Large language models are undeniably smart, but why do they still “hallucinate” at the most critical moments?
A risk-control model spits out a plausible regulation that simply doesn’t exist. An internal knowledge Q&A returns a “close enough” but inaccurate compliance explanation. A technical document search pulls in an outdated version without warning…
This is not about the model being subpar — it’s about model inference lacking factual grounding.
Today, we are officially releasing the Yueli Knowledge Computation Engine (Yueli KGM Computing) — a dynamic scheduling middleware that combines a self-hosted inference orchestration layer with a compatibility gateway, open-sourced under the MIT license on GitHub. Its mission: to provide a deterministic knowledge anchor for trustworthy LLM reasoning.
Core Proposition: Boundaries First, Uniqueness Second
Yueli KGM Computing (hereafter KGM) is not yet another LLM application framework, nor is it meant to replace the vLLM or LangChain you are already using. Its positioning is crystal clear:
Self-hosted native inference + inference orchestration and compatibility gateway.
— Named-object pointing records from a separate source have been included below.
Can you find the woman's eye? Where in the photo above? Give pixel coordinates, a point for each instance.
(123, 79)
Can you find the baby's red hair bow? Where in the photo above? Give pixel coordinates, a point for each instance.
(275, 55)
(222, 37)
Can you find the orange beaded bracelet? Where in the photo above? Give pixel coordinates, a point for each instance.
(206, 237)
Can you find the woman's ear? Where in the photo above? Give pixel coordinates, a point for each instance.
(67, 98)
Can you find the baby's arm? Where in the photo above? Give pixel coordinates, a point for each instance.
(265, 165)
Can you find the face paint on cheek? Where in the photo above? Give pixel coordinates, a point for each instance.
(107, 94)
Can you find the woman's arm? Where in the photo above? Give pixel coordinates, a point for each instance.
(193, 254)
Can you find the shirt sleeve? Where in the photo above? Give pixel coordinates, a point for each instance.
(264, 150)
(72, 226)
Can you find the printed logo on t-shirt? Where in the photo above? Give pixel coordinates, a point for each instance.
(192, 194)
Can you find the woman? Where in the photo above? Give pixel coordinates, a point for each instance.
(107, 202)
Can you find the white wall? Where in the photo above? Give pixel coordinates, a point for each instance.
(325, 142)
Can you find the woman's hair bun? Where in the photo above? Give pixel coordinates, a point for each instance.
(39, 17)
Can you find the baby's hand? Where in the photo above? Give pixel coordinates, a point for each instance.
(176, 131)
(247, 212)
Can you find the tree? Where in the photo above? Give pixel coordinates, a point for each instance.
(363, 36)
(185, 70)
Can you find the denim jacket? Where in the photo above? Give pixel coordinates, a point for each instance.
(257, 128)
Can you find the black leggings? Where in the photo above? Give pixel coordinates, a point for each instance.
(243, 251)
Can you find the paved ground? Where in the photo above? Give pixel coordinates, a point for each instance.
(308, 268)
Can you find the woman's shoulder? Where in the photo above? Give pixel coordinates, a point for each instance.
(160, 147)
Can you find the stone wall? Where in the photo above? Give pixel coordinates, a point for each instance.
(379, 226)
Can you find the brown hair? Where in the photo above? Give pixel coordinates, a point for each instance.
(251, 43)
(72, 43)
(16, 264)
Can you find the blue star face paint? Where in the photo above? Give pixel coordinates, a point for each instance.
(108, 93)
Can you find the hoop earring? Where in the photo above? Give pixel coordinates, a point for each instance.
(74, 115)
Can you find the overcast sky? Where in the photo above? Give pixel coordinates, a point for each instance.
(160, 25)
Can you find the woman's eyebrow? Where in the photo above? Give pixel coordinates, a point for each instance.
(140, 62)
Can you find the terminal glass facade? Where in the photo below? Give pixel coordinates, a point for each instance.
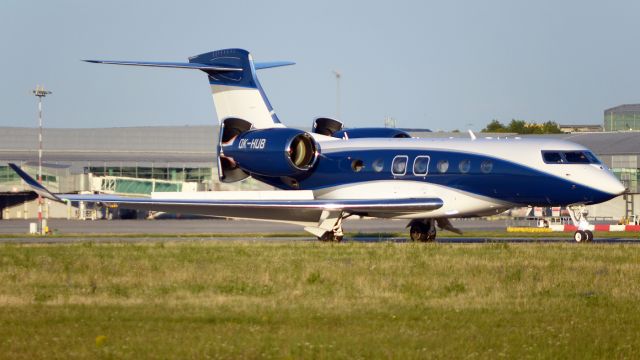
(622, 118)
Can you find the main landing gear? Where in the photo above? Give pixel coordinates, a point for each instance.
(579, 218)
(583, 236)
(422, 230)
(330, 226)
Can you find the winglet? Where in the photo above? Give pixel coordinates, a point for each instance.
(33, 184)
(472, 135)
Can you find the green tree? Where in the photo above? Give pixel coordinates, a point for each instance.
(522, 127)
(518, 127)
(550, 127)
(495, 126)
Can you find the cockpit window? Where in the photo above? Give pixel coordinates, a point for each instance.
(570, 157)
(576, 157)
(552, 157)
(592, 158)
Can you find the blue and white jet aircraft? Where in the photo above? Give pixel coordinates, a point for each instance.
(331, 173)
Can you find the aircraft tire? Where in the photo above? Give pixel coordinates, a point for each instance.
(589, 234)
(420, 232)
(330, 236)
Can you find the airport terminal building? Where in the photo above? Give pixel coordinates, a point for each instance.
(140, 160)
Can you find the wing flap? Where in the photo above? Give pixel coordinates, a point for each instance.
(297, 208)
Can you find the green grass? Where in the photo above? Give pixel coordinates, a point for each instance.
(319, 300)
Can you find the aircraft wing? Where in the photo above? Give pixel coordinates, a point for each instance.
(293, 210)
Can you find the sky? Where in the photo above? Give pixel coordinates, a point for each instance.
(442, 65)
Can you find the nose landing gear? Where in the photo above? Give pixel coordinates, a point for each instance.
(423, 230)
(583, 236)
(579, 218)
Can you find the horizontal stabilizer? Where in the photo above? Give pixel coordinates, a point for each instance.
(267, 65)
(178, 65)
(195, 66)
(34, 184)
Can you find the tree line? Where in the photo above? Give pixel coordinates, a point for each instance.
(523, 127)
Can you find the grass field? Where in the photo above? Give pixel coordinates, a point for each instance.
(241, 299)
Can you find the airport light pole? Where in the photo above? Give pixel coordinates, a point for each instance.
(338, 75)
(40, 93)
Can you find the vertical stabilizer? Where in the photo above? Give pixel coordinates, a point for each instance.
(238, 94)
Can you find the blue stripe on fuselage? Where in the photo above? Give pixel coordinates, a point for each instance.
(507, 181)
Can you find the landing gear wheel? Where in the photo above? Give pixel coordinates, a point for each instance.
(418, 233)
(589, 234)
(330, 236)
(422, 232)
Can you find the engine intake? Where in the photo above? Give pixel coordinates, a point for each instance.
(273, 152)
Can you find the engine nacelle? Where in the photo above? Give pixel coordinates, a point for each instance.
(273, 152)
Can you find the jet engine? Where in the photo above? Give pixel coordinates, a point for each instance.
(272, 152)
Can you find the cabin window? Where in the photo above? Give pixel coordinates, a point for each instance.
(378, 165)
(357, 165)
(399, 165)
(443, 166)
(421, 165)
(464, 166)
(570, 157)
(486, 166)
(551, 157)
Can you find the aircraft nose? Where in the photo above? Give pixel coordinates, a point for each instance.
(614, 186)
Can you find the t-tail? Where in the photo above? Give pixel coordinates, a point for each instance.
(237, 93)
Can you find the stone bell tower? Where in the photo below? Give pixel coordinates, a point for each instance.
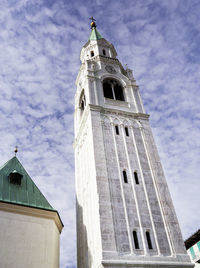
(125, 215)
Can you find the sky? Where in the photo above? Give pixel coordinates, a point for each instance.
(40, 43)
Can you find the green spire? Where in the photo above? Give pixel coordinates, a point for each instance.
(95, 35)
(17, 187)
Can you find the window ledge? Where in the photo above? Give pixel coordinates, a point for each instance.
(116, 102)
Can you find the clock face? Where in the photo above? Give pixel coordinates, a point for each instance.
(110, 69)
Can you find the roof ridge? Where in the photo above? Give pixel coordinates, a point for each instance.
(26, 192)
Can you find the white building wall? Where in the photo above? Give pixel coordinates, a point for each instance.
(28, 241)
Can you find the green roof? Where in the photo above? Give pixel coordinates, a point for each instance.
(95, 35)
(27, 193)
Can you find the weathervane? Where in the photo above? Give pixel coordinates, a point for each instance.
(93, 24)
(16, 150)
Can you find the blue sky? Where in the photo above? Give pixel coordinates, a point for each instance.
(40, 43)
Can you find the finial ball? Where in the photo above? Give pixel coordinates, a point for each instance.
(93, 24)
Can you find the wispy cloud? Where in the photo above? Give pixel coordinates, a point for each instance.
(40, 43)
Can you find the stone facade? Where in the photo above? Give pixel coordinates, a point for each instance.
(110, 207)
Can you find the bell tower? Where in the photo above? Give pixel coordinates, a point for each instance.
(125, 215)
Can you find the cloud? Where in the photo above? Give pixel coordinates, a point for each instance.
(40, 43)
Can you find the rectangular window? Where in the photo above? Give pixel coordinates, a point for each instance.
(135, 238)
(149, 240)
(125, 176)
(117, 129)
(198, 245)
(126, 131)
(192, 253)
(136, 178)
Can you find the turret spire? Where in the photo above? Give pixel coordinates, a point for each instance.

You can self-deploy models suitable for enterprise private deployment scenarios and perform local inference; you can also orchestrate a mix of local inference and cloud MaaS services, with KGM acting as the gateway and orchestration layer, offloading the primary compute to external inference services. Furthermore, you can extend and develop on top of the open-source codebase to define your own enterprise scheduling routes and workflows.
In one sentence:
yueli-kgm-computing is the knowledge infrastructure layer for enterprise AI applications, making LLMs more trustworthy and reliable.
KGM is purpose-built for the following scenarios:
- Enterprise intelligent application development and algorithm service foundation
- Structured extraction of private enterprise data and automated knowledge graph construction
- Anchoring LLM inference to knowledge graph fact nodes (reducing hallucinations, increasing traceability)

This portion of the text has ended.